Additional Considerations
Kerry Back
Stock universe
Which size group of stocks do we want to trade?
Small caps, mid caps, and/or large caps?
Our data only has NYSE and Nasdaq listed stocks, so the very smallest public stocks are excluded.
Impose a price filter?
Price > $5.00 is imposed in our data to rule out “penny stocks”
Industry or sector focus?
Buy industries or best stocks in each industry?
By including industry dummies, our models have a chance of finding best stocks in each industry
Including deviations of characteristics from industry means or medians in each cross-section may also be helpful
Return prediction models do not include risk analysis. Imposing some industry balance could be useful to control risks.
Add squares and products of features
We can put scikit-learn’s PolynomialFeatures in a pipeline to add squares and products (or cubes, etc.)
In a linear model,
Adding industry dummy variables
\(\times\)
features allows the feature slope coefficients to vary by industry
Adding products of features produces a model like
\[b_1 x_1 + b_2 x_2 + c x_1x_2 = (b_1 + cx_2) x_1 + b_2x_2\]

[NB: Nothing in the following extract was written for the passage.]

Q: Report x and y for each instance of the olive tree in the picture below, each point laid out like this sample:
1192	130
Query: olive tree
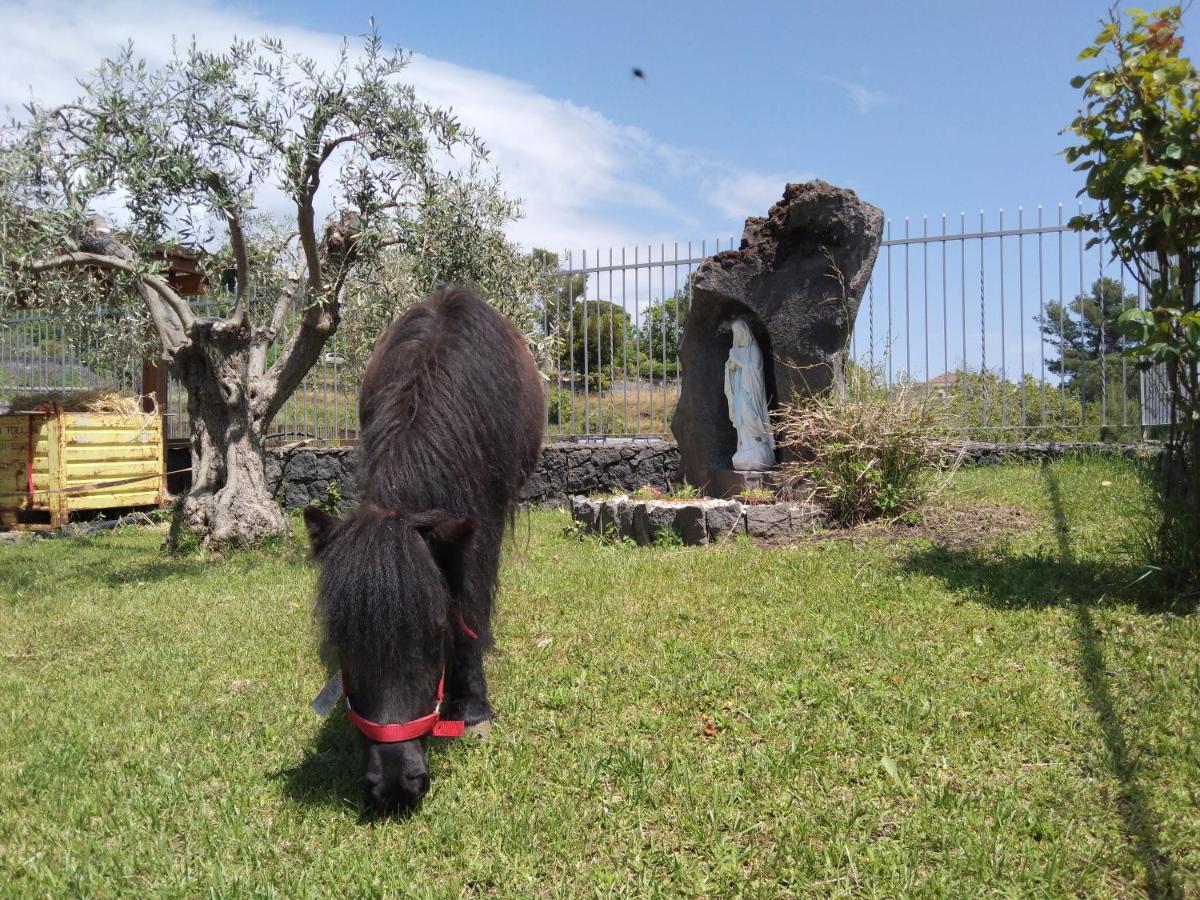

Train and predict in a loop
Loop over dates
At each date,
Train on past
Predict for upcoming period
Sort and form portfolios based on predictions
Record the return of each portfolio over the upcoming period
Model and hyperparameters
Linear regression is a poor model. Penalized (regularized) regression is a bit better.
Random forests, boosted forests, and neural nets are substantially better
Need to tune hyperparameters
Could apply GridSearchCV at each training date to find best hyperparameters for past data
Maybe use correlation between predicted and actual as score rather than MSE.